If you like passing around flags like a paid shill at a far-right rally, knock yourself out, but don't expect me to type them here:

```bash
mkdir -p scratch
smesh sample-lidar --mesh examples/meshes/preview_scene.ply \
  --output scratch/aerial_cli.las --seed 101
```

Use `--help` if you need to.

### Use SDK

If you're planning to smesh stuff from another project or smesh in a larger pipeline, you can use it like a library:

```python
import numpy as np
from smesh import MeshScene, Sampler, SamplerConfig, AutoIntersector, LasWriter
from smesh.core.intersector import RayBundle

scene = MeshScene(mesh_path="scene.ply")
# Make a tiny fan of rays from above
M = 1000
origins = np.tile(np.array([[0,0,10.0]]), (M,1))
dirs = np.tile(np.array([[0,0,-1.0]]), (M,1))
bundle = RayBundle(origins=origins, directions=dirs, max_range=100.0, multi_hit=False, meta={"gps_time": np.arange(M)*1e-3})

sampler = Sampler(scene, intersector=AutoIntersector(), cfg=SamplerConfig())
writer = LasWriter("out.las", compress=False)
stats = sampler.run_to_writer(writer, ray_batches=[bundle])
print(stats)
```

> Note: for VTK-backed attribute probing and fast VTK intersector, install `vtk`.
> For Embree, install `trimesh[ray]` which pulls `pyembree` (and requires Intel Embree runtime).


If you already have a YAML scenario, you can also run it directly from Python:

```python
from smesh.sdk import sample_from_config

result = sample_from_config("examples/configs/preview/aerial_lidar_preview.yaml")
print(result.output_path, result.stats["points"])
```
This is built from a bunch of components that i've *smeshed* together mostly with vibes so don't ask me any detailed questions. 
Here's what the computer said:

- `MeshScene` (mesh IO + attribute probing via VTK)
- `Intersector` (VTK OBBTree + optional Embree via `trimesh[ray]`)
- `PointBatch` container
- `AttributeComputer` plug-ins (range, incidence, scan angle, returns, intensity, gps time, color/normal probe, beam footprint)
- `LasWriter` with **streaming** support and dynamic ExtraBytes
- `Sampler` orchestrator which glues everything together

## Output writers

- `LasWriter` streams directly to disk batch-by-batch (compression optional).
- `PlyWriter` and `NpzWriter` buffer incoming batches in memory and emit a single file when `close()` is called.

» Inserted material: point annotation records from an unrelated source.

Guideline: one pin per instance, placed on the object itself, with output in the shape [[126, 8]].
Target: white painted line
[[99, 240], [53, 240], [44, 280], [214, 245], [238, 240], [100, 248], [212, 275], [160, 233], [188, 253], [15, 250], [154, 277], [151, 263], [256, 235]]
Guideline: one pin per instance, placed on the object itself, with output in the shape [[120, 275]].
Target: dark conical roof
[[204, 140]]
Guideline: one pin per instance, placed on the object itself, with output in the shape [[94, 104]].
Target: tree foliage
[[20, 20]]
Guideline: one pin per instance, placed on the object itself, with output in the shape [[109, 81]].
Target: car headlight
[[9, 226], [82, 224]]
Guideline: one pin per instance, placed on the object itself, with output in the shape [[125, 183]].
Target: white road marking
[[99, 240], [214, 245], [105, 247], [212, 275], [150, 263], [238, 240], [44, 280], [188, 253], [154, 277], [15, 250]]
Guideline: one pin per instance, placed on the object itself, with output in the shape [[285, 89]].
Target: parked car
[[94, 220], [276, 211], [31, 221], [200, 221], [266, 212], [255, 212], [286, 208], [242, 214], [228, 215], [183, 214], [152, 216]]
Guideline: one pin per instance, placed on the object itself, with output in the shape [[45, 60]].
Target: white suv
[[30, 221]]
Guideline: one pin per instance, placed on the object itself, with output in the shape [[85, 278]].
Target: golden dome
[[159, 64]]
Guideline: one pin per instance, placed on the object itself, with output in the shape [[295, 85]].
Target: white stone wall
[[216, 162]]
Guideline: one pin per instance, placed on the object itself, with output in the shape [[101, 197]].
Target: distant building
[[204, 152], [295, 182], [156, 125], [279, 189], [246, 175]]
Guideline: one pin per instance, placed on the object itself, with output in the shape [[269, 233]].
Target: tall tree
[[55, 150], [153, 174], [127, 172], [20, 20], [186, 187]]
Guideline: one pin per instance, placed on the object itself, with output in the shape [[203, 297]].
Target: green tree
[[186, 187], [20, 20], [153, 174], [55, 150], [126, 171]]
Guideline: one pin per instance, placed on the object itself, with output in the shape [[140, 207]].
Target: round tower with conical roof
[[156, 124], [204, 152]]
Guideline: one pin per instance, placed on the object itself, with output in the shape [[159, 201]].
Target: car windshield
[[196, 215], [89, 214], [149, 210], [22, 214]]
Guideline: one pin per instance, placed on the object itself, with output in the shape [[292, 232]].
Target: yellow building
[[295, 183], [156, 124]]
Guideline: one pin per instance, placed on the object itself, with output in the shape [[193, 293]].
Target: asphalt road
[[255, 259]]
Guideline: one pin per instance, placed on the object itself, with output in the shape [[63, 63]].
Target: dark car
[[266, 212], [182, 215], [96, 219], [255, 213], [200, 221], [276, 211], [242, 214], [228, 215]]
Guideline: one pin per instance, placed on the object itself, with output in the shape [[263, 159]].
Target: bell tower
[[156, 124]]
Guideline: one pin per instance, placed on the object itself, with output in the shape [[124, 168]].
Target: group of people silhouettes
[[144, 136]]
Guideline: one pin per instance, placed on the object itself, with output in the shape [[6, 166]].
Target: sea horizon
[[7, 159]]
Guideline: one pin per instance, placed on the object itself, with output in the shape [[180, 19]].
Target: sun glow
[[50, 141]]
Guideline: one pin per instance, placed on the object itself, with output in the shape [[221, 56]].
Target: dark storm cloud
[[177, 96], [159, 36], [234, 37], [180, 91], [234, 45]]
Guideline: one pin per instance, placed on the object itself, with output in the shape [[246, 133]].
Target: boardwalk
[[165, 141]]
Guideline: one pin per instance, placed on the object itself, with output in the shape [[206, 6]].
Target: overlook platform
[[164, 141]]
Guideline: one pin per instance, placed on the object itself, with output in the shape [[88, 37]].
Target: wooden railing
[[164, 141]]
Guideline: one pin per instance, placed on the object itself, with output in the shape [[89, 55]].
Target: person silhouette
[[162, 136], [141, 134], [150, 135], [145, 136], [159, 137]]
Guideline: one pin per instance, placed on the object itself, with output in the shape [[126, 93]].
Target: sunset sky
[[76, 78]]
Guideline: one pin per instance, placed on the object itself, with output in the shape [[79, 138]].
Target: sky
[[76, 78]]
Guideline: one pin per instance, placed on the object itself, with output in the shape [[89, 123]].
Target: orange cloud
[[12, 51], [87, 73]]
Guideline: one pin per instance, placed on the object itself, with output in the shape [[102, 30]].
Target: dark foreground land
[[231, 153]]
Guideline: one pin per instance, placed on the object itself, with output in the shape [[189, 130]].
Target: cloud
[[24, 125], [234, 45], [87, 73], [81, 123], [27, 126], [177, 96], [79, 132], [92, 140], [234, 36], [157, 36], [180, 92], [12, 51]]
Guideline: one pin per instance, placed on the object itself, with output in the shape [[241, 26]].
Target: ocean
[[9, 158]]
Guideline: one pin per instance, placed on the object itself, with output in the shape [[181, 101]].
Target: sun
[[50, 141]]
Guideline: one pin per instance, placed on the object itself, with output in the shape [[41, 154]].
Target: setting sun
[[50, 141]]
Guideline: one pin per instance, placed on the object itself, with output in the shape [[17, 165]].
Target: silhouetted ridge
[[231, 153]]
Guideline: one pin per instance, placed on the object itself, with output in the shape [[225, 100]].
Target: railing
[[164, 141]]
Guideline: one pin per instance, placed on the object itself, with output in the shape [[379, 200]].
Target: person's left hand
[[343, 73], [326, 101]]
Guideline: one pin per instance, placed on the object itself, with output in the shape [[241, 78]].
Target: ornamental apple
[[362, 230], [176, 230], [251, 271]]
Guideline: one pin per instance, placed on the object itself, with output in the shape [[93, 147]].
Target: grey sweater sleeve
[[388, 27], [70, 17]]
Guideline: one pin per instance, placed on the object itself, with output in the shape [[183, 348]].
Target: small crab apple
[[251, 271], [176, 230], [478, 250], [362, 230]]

Call `close()` explicitly if you manage the writer yourself.

## Attribute pipeline notes

The sampler now orders attribute computers based on their declared dependencies. 
Custom attribute chains still work—dependencies like `range_m` for intensity will 
be inserted automatically so long as a matching producer exists.